Victor Simunja (born 23 March 1958) is a Namibian politician. A member of the South West Africa People's Organization (SWAPO), Simunja was appointed to the National Assembly of Namibia in 2000 and served as Deputy Minister of Defense from 2000 to 2009. Simunja rose to the rank of lieutenant colonel in the Namibian Defence Force prior to entering political office. He is a member of the Mafwe ethnic group, indigenous to the Caprivi Strip.

==Military career==
Born at Linyanti in Zambezi Region, Simunja began his military career in 1975 at the age of 17, fleeing into exile in Zambia. Simunja rose the ranks of the People's Liberation Army of Namibia, the military wing of SWAPO during the Namibian War of Independence. He served in a Cuban artillery regiment in Angola.
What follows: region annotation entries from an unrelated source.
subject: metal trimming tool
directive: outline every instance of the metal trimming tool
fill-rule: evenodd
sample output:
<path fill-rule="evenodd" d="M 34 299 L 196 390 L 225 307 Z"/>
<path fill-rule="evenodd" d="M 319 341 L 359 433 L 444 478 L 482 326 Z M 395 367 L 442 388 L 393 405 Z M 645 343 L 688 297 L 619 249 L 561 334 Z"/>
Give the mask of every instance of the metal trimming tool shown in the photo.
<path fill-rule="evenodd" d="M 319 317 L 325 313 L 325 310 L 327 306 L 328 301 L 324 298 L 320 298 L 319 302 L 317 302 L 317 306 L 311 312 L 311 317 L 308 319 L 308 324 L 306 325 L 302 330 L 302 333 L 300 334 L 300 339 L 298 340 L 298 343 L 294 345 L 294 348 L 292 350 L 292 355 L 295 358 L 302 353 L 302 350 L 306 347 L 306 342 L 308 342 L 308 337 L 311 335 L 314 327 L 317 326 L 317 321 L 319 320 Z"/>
He trained in both the Soviet Union (Vystrel Military Academy in 1982) and United States (Fort Leavenworth from 1992 to 1993). In 1990, he was appointed as acaptain in the Presidential Guard of Honour. From 1991 to 1992, Simunja served as a second in command of the 21 Ceremonial Guard Battalion. Simunja was an instructor at the Namibian Military School in Okahandja from 1993 to 1994. 1994 and 1995 saw Simunja stationed as staff operating officer at the army headquarters in Grootfontein. He was later promoted to lieutenant colonel and appointed as commanding officer of 46 artillery Regiment

==Involvement in the Caprivi conflict==
Simunja led Namibian military operations in the Caprivi Region (today called the Zambezi Region) in 1999 and 2000 against UNITA rebels during the final stages of the Angolan Civil War. Simunja came to even greater international prominence in January 2000 when he displayed 81 suspected UNITA rebels to the media at Rundu.

==Political career==
Simunja was first appointed to the National Assembly as a non-voting member in 2000 by President Nujoma. He was placed at the relatively safe spot of number 24 on SWAPO's National Assembly list prior to the 2004 parliamentary election, which allowed him to return to the National Assembly. In 2002, Simunja came out against private ownership of firearms during a debate in the National Assembly. He was Deputy Minister of Defence from 2000 to 2009, and also served the managing director of Windhoeker Maschinenfabrik.

On Heroes' Day 2014 he was conferred the Excellent Order of the Eagle, First Class.